When the number of samples, i.e., the number of sampling points, is 30, the distribution of sampling results obtained using the above-described sampling method is shown in fig. 24 below.
When the number of samples, i.e., the number of sampling points, is 40, the distribution of sampling results obtained using the above-described sampling method is shown in fig. 25 below.
When the number of samples, i.e., the number of sampling points, is 50, the distribution of the sampling results obtained using the above-described sampling method is as shown in fig. 26 below;
when the number of samples, i.e., the number of sampling points, is 60, the distribution of sampling results obtained using the above-described sampling method is shown in fig. 27 below.

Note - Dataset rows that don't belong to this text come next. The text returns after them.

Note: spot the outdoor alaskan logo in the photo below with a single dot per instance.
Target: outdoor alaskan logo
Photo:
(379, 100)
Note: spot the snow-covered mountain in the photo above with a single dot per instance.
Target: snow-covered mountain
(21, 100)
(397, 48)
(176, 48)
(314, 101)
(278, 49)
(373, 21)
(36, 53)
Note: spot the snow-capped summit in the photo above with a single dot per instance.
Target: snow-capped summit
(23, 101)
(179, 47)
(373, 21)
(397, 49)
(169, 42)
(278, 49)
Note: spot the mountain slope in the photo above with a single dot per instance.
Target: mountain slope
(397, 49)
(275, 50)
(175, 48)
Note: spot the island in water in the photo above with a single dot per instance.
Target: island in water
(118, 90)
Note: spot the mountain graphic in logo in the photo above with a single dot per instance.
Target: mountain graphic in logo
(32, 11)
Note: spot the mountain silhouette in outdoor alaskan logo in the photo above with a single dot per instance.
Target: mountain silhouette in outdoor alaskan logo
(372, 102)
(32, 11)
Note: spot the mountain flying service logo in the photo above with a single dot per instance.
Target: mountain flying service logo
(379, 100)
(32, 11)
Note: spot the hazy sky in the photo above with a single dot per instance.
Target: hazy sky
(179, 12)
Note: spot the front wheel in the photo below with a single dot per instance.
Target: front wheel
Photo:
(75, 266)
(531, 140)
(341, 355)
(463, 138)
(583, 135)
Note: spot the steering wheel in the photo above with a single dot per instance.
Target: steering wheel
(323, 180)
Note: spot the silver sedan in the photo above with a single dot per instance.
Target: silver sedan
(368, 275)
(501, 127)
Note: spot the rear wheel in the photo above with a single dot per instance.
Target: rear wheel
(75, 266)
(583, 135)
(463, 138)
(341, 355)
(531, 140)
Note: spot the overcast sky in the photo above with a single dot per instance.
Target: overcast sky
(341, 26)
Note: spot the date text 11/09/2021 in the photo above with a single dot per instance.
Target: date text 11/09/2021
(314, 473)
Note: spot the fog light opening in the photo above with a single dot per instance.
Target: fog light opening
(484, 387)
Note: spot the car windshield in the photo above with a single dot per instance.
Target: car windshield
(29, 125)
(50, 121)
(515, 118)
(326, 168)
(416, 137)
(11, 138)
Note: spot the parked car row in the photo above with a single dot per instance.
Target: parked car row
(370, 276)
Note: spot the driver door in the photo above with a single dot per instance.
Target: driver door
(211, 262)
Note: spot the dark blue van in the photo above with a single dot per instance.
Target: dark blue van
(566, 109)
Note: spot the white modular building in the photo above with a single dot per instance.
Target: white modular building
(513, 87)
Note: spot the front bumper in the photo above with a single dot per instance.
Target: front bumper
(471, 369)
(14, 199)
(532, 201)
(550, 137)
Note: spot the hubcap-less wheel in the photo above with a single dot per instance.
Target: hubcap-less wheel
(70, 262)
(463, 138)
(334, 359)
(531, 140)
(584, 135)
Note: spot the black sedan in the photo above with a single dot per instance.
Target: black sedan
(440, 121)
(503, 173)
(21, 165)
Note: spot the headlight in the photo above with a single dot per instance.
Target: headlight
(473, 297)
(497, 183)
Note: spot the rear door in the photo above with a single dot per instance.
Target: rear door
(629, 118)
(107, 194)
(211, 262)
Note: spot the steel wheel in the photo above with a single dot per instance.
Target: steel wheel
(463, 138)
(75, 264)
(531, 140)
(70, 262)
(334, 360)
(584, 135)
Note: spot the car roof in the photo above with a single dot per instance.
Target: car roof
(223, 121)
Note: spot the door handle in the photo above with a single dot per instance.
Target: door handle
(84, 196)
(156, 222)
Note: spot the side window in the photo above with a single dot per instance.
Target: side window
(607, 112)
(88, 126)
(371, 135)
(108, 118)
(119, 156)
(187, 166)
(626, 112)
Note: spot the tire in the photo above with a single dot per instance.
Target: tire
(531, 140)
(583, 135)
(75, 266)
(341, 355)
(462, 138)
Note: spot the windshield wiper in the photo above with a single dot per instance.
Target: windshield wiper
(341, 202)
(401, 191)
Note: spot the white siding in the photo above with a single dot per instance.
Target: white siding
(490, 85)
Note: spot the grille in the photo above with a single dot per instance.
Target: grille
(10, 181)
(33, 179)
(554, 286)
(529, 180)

When the number of samples, i.e., the number of sampling points, is 70, the distribution of sampling results obtained using the above-described sampling method is shown in fig. 28 below.
When the number of samples, i.e., the number of sampling points, is 80, the distribution of sampling results obtained using the above-described sampling method is shown in fig. 29 below.
When the number of samples, i.e., the number of sampling points, is 90, the distribution of sampling results obtained using the above-described sampling method is shown in fig. 30 below.
When the number of samples, i.e., the number of sampling points, is 100, the distribution of sampling results obtained using the above-described sampling method is shown in fig. 31 below.
When the number of samples, i.e., the number of sampling points, is 200, the distribution of sampling results obtained using the above-described sampling method is shown in fig. 32 below.
When the number of samples, i.e., the number of sampling points, is 300, the distribution of sampling results obtained using the above-described sampling method is shown in fig. 33 below.
When the number of samples, i.e., the number of sampling points, is 400, the distribution of sampling results obtained using the above-described sampling method is shown in fig. 34 below.
When the number of samples, i.e., the number of sampling points, is 500, the distribution of sampling results obtained using the above-described sampling method is shown in fig. 35 below.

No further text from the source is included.